The Financial Industry Regulatory Authority has ordered Osaic Wealth to pay a $550,000 fine and $4.6 million in restitution for the failures of its former American Portfolios Financial Services unit to properly calculate fees associated with its Bank Deposit Sweep Program.

According to FINRA's order, between April 2018 and September 2022, APFS failed to calculate the per account fees for customers enrolled in its sweep program "according to the formula in disclosure documents that it distributed to Sweep Program customers," the order states.

As a result, American Portfolios' "communications with those customers inaccurately represented how the firm calculated its fees," according to the order.

The firm also did not disclose that it retained surplus interest earned from customers’ funds.

"By making inaccurate and incomplete disclosures in communications with customers, the firm violated FINRA Rule 2010, and by contravening content standards for public communications, the firm violated FINRA Rules 2210(d)(1) and 2010," the order states.

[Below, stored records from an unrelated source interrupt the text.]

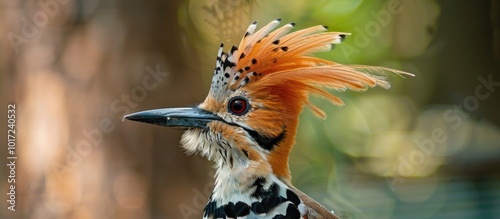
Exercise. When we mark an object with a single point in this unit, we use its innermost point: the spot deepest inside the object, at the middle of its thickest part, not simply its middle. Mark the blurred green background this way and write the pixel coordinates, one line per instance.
(427, 148)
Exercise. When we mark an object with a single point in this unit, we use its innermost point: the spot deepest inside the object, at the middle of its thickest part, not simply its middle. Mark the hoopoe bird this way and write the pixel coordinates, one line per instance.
(247, 123)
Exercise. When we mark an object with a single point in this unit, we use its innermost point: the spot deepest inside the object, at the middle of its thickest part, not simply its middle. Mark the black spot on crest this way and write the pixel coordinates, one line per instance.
(291, 196)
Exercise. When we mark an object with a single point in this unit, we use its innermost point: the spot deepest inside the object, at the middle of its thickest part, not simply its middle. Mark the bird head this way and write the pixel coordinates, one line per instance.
(248, 121)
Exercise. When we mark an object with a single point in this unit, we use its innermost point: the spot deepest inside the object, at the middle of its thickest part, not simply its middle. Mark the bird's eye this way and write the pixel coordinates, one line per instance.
(238, 106)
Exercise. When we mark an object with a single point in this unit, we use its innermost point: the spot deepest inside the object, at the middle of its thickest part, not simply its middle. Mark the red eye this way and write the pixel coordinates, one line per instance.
(238, 106)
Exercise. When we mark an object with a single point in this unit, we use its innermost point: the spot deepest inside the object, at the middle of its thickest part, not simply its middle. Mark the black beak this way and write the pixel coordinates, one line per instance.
(175, 117)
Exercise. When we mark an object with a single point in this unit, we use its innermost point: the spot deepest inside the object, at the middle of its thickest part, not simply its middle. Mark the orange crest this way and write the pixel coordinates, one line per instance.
(281, 60)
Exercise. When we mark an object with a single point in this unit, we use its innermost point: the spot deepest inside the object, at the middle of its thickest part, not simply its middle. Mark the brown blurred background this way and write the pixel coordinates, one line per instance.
(427, 148)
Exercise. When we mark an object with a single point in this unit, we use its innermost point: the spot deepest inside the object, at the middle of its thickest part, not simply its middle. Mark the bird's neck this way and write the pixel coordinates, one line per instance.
(238, 193)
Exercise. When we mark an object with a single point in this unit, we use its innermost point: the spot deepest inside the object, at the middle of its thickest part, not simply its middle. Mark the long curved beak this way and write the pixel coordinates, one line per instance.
(175, 117)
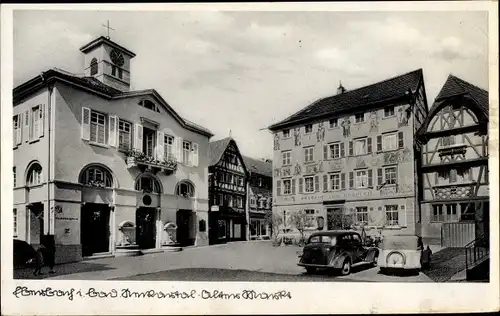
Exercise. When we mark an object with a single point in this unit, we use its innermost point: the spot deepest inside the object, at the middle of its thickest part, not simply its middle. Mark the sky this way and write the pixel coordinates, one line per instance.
(239, 72)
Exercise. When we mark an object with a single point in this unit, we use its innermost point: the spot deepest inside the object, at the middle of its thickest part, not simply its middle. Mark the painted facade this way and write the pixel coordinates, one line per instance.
(455, 182)
(259, 201)
(353, 168)
(103, 169)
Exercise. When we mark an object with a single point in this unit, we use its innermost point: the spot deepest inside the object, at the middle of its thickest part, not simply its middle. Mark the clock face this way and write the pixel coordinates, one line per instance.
(117, 58)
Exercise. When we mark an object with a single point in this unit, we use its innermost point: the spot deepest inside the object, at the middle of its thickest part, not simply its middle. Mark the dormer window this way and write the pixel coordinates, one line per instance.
(149, 105)
(93, 67)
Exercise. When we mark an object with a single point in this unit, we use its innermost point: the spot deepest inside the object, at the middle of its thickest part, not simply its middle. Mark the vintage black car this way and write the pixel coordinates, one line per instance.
(340, 250)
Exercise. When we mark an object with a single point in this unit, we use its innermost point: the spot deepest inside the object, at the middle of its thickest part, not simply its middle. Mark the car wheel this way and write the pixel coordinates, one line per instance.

From April 2018 to May 2023, APFS lacked a system, including written supervisory procedures, reasonably designed to supervise the sweep program, in violation of FINRA Rules 3110 and 2010.

Osaic agreed to a censure, fine of $550,000, and $4,629,116 in restitution, according to the order.

In November 2022, American Portfolios was acquired by Osaic Holdings Inc. and was later merged into Osaic Wealth Inc. At the time of the acquisition, American Portfolios had approximately 800 registered reps operating from more than 360 branches.

An Osaic spokesperson said Friday in an emailed statement that it has "agreed to the terms of the Acceptance Waiver and Consent (AWC) with FINRA to resolve a matter that occurred at American Portfolios Financial Services prior to their integration into Osaic Wealth in 2024. The Osaic Wealth cash sweep program was not the subject of this investigation. We are glad to put this matter behind us."

Sweep Program Details

In April 2018, American Portfolios began offering the sweep program and enrolled all new and existing firm customers who did not opt out.

The firm automatically transferred customers’ available cash balances from their brokerage accounts into interest-bearing, FDIC-insured bank accounts at participating banks.

During the relevant period, American Portfolios enrolled approximately 85,000 customers in the program.

From April 2018 through September 2022, the disclosure statements American Portfolios sent to its customers enrolled in the program stated that the firm collected monthly per account fees from the banks participating that were calculated based on a formula tied to the federal funds target (FFT) rate.

"In practice, however, after APFS first determined the interest rate, or yield, it paid to Sweep Program participants based on factors such as the rates paid by its competitors, APFS kept the remaining interest paid by the participating banks, less other administrative fees, as APFS’s fee, rather than using the disclosed formula tied to the FFT," the order states.

"Although at times this resulted in APFS receiving lower fees than it would have received had it applied the disclosed formula, over the entire relevant period, APFS collected in the aggregate over $3 million more in fees than it would have collected had it used the disclosed formula," the order continues.

Also, from April 2018 through September 2022, American Portfolios "retained excess administration fees and surplus interest, which it should have paid to customers," according to FINRA.

"On its general ledger, however, APFS credited these amounts as revenue when it should have debited the amounts as payable to customers," the order states. "During this period, APFS also inaccurately recorded its net capital, which it calculated using the incorrect revenue amounts, and filed inaccurate monthly FOCUS [Financial and Operational Combined Uniform Single] reports with FINRA reporting the incorrect revenue amounts and net capital calculations."